Se ao menos tirássemos um pingo de seu desejo de se libertar de todas as restrições, provavelmente estaríamos todos menos presos aos porquês e aos comos de um mundo que – talvez – está apenas aparentemente de cabeça para baixo.

Se, pelo contrário, dermos à sua ânsia de liberdade um significado puramente positivo, feito de diversidade reduzida à mais simples normalidade (exceto alguns valentões…) e abraços e partilhas, bem, quanta felicidade ganharíamos?

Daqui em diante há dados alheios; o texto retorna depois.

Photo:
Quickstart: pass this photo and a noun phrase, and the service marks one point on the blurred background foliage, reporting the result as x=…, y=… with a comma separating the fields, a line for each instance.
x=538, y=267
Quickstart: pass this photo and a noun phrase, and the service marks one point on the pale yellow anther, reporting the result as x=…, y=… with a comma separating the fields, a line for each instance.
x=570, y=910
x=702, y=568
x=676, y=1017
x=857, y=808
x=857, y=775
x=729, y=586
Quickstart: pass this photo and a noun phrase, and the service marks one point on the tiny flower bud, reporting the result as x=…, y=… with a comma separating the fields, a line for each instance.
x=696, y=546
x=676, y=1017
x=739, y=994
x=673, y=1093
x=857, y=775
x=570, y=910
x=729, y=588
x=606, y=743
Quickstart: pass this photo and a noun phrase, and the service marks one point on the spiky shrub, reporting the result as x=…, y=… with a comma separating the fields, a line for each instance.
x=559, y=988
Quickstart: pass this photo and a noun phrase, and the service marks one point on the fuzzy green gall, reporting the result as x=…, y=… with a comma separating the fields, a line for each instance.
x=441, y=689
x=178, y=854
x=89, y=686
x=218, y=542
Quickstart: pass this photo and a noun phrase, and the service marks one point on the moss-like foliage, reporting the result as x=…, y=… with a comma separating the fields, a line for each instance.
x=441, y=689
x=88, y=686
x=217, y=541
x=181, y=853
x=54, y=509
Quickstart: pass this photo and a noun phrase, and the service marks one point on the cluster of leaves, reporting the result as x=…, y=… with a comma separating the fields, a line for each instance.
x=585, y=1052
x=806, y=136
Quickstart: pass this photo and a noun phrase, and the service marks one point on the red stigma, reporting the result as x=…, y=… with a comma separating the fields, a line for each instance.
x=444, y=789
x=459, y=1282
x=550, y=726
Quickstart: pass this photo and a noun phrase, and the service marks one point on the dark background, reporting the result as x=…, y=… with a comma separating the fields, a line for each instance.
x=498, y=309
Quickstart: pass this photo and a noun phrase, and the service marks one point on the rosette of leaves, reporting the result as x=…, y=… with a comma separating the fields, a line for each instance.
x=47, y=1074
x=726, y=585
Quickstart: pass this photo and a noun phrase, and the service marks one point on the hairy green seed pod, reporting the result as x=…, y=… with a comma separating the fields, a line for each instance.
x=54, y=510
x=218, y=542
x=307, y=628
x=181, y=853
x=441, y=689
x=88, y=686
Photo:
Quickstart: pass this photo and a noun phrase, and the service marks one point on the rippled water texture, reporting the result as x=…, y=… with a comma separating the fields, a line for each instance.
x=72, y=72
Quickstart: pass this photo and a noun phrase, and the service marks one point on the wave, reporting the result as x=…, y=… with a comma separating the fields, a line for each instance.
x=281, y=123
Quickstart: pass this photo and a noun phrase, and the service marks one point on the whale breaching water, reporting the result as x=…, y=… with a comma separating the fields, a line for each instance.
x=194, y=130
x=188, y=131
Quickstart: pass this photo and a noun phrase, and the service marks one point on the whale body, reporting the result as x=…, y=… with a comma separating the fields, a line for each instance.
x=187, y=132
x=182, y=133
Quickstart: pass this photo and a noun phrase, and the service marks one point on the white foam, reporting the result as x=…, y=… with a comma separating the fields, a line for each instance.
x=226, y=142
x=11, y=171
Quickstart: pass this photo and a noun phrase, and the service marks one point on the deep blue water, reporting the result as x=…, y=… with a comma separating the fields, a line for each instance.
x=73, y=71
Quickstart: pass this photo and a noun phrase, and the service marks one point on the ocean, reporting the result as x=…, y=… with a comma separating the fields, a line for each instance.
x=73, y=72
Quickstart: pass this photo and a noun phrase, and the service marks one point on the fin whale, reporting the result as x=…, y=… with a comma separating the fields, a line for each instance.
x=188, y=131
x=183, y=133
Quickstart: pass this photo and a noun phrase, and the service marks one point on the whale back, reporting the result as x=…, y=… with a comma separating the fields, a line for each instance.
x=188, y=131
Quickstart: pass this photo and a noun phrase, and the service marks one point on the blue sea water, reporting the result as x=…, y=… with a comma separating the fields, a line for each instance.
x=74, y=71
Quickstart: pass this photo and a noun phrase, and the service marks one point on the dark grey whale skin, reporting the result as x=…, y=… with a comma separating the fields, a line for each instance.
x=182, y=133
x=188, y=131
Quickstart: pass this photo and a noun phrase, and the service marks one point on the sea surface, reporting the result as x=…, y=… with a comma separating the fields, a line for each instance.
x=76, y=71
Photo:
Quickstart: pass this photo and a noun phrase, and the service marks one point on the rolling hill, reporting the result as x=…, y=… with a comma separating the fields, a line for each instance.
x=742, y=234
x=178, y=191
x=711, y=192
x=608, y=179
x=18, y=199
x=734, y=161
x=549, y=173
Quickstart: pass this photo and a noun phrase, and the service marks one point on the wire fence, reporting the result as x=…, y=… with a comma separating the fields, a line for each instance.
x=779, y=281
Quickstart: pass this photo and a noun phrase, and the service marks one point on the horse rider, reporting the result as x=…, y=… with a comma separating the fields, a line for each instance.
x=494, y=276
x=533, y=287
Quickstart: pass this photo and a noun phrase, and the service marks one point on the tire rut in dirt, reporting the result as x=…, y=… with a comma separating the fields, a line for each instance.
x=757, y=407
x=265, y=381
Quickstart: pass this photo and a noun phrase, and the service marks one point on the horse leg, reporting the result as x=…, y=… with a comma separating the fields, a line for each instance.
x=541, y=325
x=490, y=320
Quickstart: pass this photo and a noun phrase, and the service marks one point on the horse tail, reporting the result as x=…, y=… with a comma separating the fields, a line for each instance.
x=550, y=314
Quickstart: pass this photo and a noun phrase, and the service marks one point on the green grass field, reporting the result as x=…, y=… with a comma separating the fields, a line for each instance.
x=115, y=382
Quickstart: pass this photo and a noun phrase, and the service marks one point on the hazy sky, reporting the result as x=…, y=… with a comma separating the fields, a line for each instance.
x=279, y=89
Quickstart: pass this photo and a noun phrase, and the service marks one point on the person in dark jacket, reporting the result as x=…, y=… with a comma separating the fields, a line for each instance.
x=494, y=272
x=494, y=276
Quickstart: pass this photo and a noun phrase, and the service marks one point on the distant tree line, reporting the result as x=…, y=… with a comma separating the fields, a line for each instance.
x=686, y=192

A questão da inclusão das pessoas ditas “diferentes” ou pessoas com deficiência é, para dizer a verdade, uma questão a que todos devemos ter maior sensibilidade e máxima atenção. A razão? Porque é um direito e um dever ao mesmo tempo, que sugere e impõe atuar imediatamente na família e depois na escola, desde os primeiros anos de vida até a plena maturidade, para se tornar cada vez mais patrimônio compartilhado por todos.

De pais para filhos, de professores para alunos, é um jogo de dar e receber, de responsabilidade e conhecimento mútuos, de opiniões para compartilhar, de valores para incutir.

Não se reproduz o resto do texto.